A l'assaut de la meseta
Entre Hornillos del Camino y Hontanas - 24 avril 2024
Pureté
Je n’ai pas d’émotion particulière en ce matin-là. Je descends prendre le petit-déjeuner que je n’ai pas réservé, pour le budget, pour vider le sac à dos aussi, et je côtoie le groupe de retraités français arrivé là la veille. Le départ est paisible, je n’attends personne et à l’inverse, personne ne m’attend non plus. A Hornillos del Camino, retrouver le chemin est tout simple : il passe devant l’auberge El Alfar. Il me suffit de prendre à gauche, et, avec -2°C mais déjà un soleil éclatant, de laisser le corps se réchauffer tout en étant bien couvert. Peu après le départ, lancé sur la piste en faux plat montant pour retrouver le sommet du plateau, je rejoins Gerd et Daniela, les deux allemands, avec qui j’ai fait un bon bout de chemin. De tous les pèlerins que j’ai rencontrés, s’ils devaient figurer sur les dix doigts de ma main, ils y seraient sans aucun doute. Contrairement à Estella, ils ne sont pas plus rapides que moi. Chacun avance à son rythme, mais le rythme évolue au fur et à mesure des étapes. Le chemin partait en direction de Yudego, mais il a bifurqué à gauche pour prendre la direction de Hontanas.
L’ambiance de pureté se poursuit sur ce parcours, sinueux, montant progressivement jusqu’au point culminant. La pente n’est pas assez raide pour générer de la fatigue, surtout en ce début d’étape. J’atteins le sommet après à peu près une heure de marche, et cent mètres de dénivelé positif. Le sommet n’est pas marqué dans le paysage, ni spectaculaire, mais il y a longtemps sur le Camino que la vue est ouverte sur les environs. La meseta, ce n’est pas parfaitement plat, ce plateau est quand même fait de quelques petits vallons, peu creusés, suffisamment pour donner une perspective moins monotone au paysage. Elle est aussi parfois couverte d’éoliennes, visibles des dizaines de kilomètres à la ronde, comme sur l’Alto del Perdón.

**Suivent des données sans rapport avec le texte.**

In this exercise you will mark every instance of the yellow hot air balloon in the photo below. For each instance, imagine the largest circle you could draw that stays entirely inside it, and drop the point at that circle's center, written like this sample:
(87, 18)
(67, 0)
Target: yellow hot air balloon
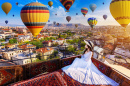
(50, 3)
(35, 16)
(6, 7)
(120, 10)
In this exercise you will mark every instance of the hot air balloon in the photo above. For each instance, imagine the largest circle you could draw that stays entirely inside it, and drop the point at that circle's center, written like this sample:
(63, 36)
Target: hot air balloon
(34, 16)
(76, 25)
(105, 17)
(92, 22)
(84, 11)
(120, 10)
(93, 7)
(6, 21)
(6, 7)
(54, 22)
(68, 18)
(17, 3)
(57, 24)
(50, 3)
(67, 4)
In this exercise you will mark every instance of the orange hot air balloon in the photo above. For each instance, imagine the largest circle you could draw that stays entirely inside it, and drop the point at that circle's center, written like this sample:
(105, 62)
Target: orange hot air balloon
(6, 7)
(35, 16)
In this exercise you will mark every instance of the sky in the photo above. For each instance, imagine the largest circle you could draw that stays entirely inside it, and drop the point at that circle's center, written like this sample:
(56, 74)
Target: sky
(59, 9)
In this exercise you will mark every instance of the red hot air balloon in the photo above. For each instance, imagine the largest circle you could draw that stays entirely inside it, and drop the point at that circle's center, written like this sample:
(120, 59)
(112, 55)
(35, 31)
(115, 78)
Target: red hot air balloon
(68, 18)
(67, 4)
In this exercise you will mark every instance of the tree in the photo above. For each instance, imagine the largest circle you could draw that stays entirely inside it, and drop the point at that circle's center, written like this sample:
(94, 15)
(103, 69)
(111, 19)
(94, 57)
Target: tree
(13, 41)
(3, 44)
(71, 48)
(39, 56)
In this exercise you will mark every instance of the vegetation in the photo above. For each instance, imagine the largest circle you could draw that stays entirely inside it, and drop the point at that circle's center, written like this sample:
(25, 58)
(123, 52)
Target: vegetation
(2, 40)
(54, 55)
(13, 41)
(90, 34)
(3, 44)
(73, 41)
(71, 48)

Après plus de trois cents kilomètres cette année, et plus de huit cents au total, le chemin a fait sens en moi bien qu’il ait été constamment mouvant. J’arrive là presque comme à une évidence : après deux heures de marche ce matin, réalisées quasiment seul, je me retrouve à passer à proximité de l’auberge « Fuente Sidres ». Elle est isolée, à une bonne cinquantaine de mètres du chemin, perchée là sur le plateau. J’ai une impression de plénitude. Et si je venais vivre dans un endroit comme ça, là, près du chemin, mais discrètement, en retrait ? Cette idée me traverse l’esprit, et vient la suivante : « si j’habitais dans un tel endroit, que me manquerait-il ? ». Cela correspondrait-il à mon idéal de vie ? Peut-être de l’eau à proximité, peut-être une montagne pas très loin, pour que mon corps ait toujours envie de défis, pour que mon esprit puisse toujours rêver de décor ? J’ai le temps de vivre cette expérience spirituelle. A tout point de vue, c’est l’étape idéale pour ça. La meseta, c’est presque un no man’s land, un endroit où les âmes des pèlerins peuvent divaguer. Le Camino Francés fait aussi sens. C’est comme si toutes les étapes précédentes m’avaient préparé à arriver à cet endroit, à ressentir ce vide, à me laisser inspirer par l’espace. Je n’étais pas encore préoccupé par le retour, et je ne l’étais plus tellement par le passé. Je pouvais simplement vivre le présent.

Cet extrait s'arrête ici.